Все вышли наружу – одни рассматривают следы, другие прислушиваются. Душан Зачанин отстегивает шероховатую лимонку и опускает ее в карман. Гара тоже отстегивает гранату и опускает в карман, потом вытаскивает пистолет и заглядывает в его дуло. Готовятся, приготовились, но Арсо Шнайдеру все это кажется каким-то невероятно упорным продолжением кошмара. И ему хочется, чтобы это был сон, только сон может его еще спасти! Он готов все, что выходит за пределы сна, насильно вернуть назад, в землянку, на нары, чтобы было все по-прежнему.

«Ошибка в том, что мы вышли, – подсказывает ему частица сознания, – те, кто приходил сюда, убедились, что нас нет, и ушли. Сейчас нет никого, кругом ни души! И они не вернутся, если мы не привлечем их тем, что станем прислушиваться и ждать. Когда прислушиваешься, в воздухе образуется нечто вроде ямы: и в эту яму все валится, и потому всегда можно определить, где она. Не могу я больше ждать, все болит от ожидания. Надо с этим покончить, вот я сейчас!. »
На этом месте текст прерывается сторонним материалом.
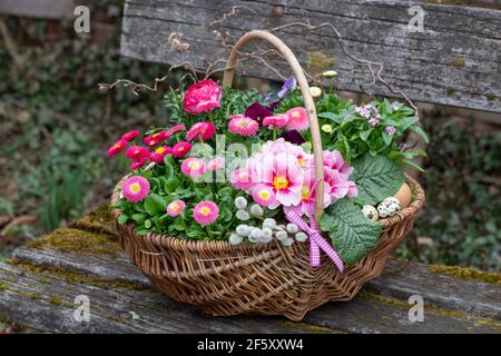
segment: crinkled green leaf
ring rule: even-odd
[[[342,199],[325,212],[321,229],[328,231],[333,246],[346,265],[356,264],[376,244],[382,226],[369,220],[351,199]]]
[[[399,166],[382,155],[365,155],[353,162],[353,168],[350,178],[356,184],[358,198],[364,204],[376,205],[392,197],[405,181]]]

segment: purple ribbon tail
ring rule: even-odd
[[[322,234],[316,227],[313,216],[308,216],[310,226],[305,220],[294,211],[289,211],[285,216],[288,221],[297,225],[310,237],[310,266],[318,267],[321,265],[321,250],[323,250],[328,258],[332,259],[337,269],[342,273],[344,264],[336,250],[322,237]]]

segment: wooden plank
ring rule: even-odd
[[[86,278],[89,278],[86,281]],[[98,284],[101,285],[98,285]],[[30,328],[57,333],[500,333],[501,324],[466,314],[425,309],[411,323],[409,305],[362,294],[328,304],[303,323],[281,318],[217,318],[175,303],[153,289],[102,287],[92,277],[0,264],[0,313]],[[115,283],[110,281],[114,286]],[[75,297],[90,300],[90,322],[73,318]]]
[[[58,20],[72,17],[76,6],[75,0],[2,0],[0,13]]]
[[[91,274],[104,279],[121,279],[150,286],[143,273],[121,253],[117,256],[77,255],[53,249],[18,248],[13,257],[45,267],[58,267]],[[431,266],[391,259],[381,277],[371,280],[364,290],[372,295],[409,300],[423,297],[426,305],[468,313],[501,322],[501,286],[481,280],[461,280],[431,271]]]
[[[310,21],[312,24],[333,23],[347,49],[356,57],[384,65],[383,77],[395,88],[419,101],[459,106],[501,112],[501,11],[473,7],[434,4],[407,0],[288,0],[282,17],[272,17],[274,1],[257,0],[126,0],[121,36],[121,53],[139,60],[161,63],[191,62],[205,68],[208,62],[228,55],[213,33],[228,32],[234,42],[250,29]],[[407,29],[412,4],[425,11],[424,33]],[[210,27],[233,6],[246,10]],[[183,33],[187,51],[170,49],[173,32]],[[335,36],[327,29],[308,32],[302,28],[276,31],[297,55],[305,69],[317,73],[336,69],[337,88],[360,91],[371,81],[366,69],[355,67],[341,50]],[[282,61],[269,61],[281,72],[289,71]],[[360,71],[353,76],[353,69]],[[259,61],[246,61],[240,73],[278,79]],[[369,88],[367,88],[369,90]],[[376,85],[377,95],[390,95]]]

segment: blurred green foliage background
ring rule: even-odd
[[[0,216],[35,215],[0,240],[0,256],[106,201],[125,162],[106,147],[124,131],[166,125],[158,92],[134,96],[99,82],[129,78],[153,83],[166,66],[119,56],[122,1],[92,2],[101,27],[76,34],[72,21],[2,18],[21,65],[0,46]],[[166,39],[167,40],[167,39]],[[423,118],[430,134],[425,209],[397,256],[424,263],[501,267],[501,134],[478,132],[471,120]]]

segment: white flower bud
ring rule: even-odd
[[[275,237],[277,240],[285,240],[286,238],[288,238],[288,234],[287,231],[278,230],[275,233]]]
[[[297,233],[295,236],[297,243],[304,243],[308,239],[308,236],[303,231]]]
[[[238,220],[242,220],[242,221],[247,221],[249,218],[250,218],[250,216],[248,215],[248,212],[246,211],[246,210],[243,210],[243,209],[240,209],[240,210],[237,210],[237,212],[236,212],[236,218],[238,219]]]
[[[229,245],[238,245],[242,243],[243,239],[244,239],[243,236],[240,236],[238,234],[232,234],[232,235],[229,235],[228,243],[229,243]]]
[[[264,214],[264,210],[263,210],[263,208],[261,207],[261,205],[258,205],[258,204],[253,204],[252,206],[250,206],[250,214],[253,214],[253,215],[255,215],[255,216],[263,216],[263,214]]]
[[[236,233],[240,236],[248,236],[252,231],[252,227],[248,225],[238,225],[236,228]]]
[[[289,234],[296,234],[298,230],[299,230],[299,228],[297,227],[297,225],[295,225],[295,224],[287,224],[287,227],[286,227],[286,229],[287,229],[287,233],[289,233]]]
[[[282,245],[284,245],[284,246],[292,246],[292,244],[294,244],[294,239],[287,237],[286,239],[281,240],[281,243],[282,243]]]
[[[313,99],[318,99],[322,97],[322,89],[318,87],[310,87],[310,93],[312,95]]]
[[[247,199],[245,199],[244,197],[236,197],[235,206],[237,209],[245,209],[247,207]]]
[[[262,230],[258,227],[254,227],[250,230],[250,234],[248,235],[248,237],[259,239],[262,235],[263,235]]]
[[[264,227],[262,234],[266,238],[273,238],[273,230],[269,227]]]
[[[263,220],[263,227],[269,227],[271,229],[273,229],[274,227],[276,227],[275,219],[272,219],[272,218],[264,219]]]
Он закинул винтовку за спину и полез на дуб. Разлапистая ветвь мешала ему видеть, он отодвинул ее. В тот же миг грянуло два выстрела, и ему запорошило глаза желтой пылью пожухлой листвы. Звон в ушах убедил его в том, что голова еще на плечах. Потеряв равновесие, он скользнул вниз по стволу и, очнувшись только на земле, удивился: ничего не болит! Не болит, а он все лежит, как баба, которая поскользнулась на льду и не знает, что ей делать.

И лишь увидев, как Раич Боснич, став на правое колено, целится и стреляет, он понял наконец, что следует делать.

Арсо поднялся на колено и выстрелил. Самое плохое, что после каждого выстрела приходится выбрасывать гильзу,

это задерживает. После третьего выстрела он почувствовал, что нашел свое место и, кажется, выполняет свой долг. Он не видит, в кого стреляет, перед глазами лишь серая пелена тумана и качающиеся ветви деревьев, но об этом сейчас некогда думать. У него мерзнет колено, и он боится, что его заденет одна из пуль, которые щелкают повсюду, но это его личное дело, частные трудности, которые тонут в красоте единого порыва: отвечать огнем на огонь.

III

Ручной пулемет Слобо Ясикича, захваченный у итальянцев во время восстания, чиненый-перечиненый, побывавший в земле и переменивший несколько хозяев и прозванный за это «старой шлюхой», стрекочет и время от времени завывает, поднимая вихри снега, сухих листьев и обломанных ветвей. Шако выпахивает на своем пулемете быстрые лучистые борозды – метров десять вправо, метров десять влево, разыскивая прячущихся, и везде их находит: и внизу, и по сторонам, и наверху, над землянкой.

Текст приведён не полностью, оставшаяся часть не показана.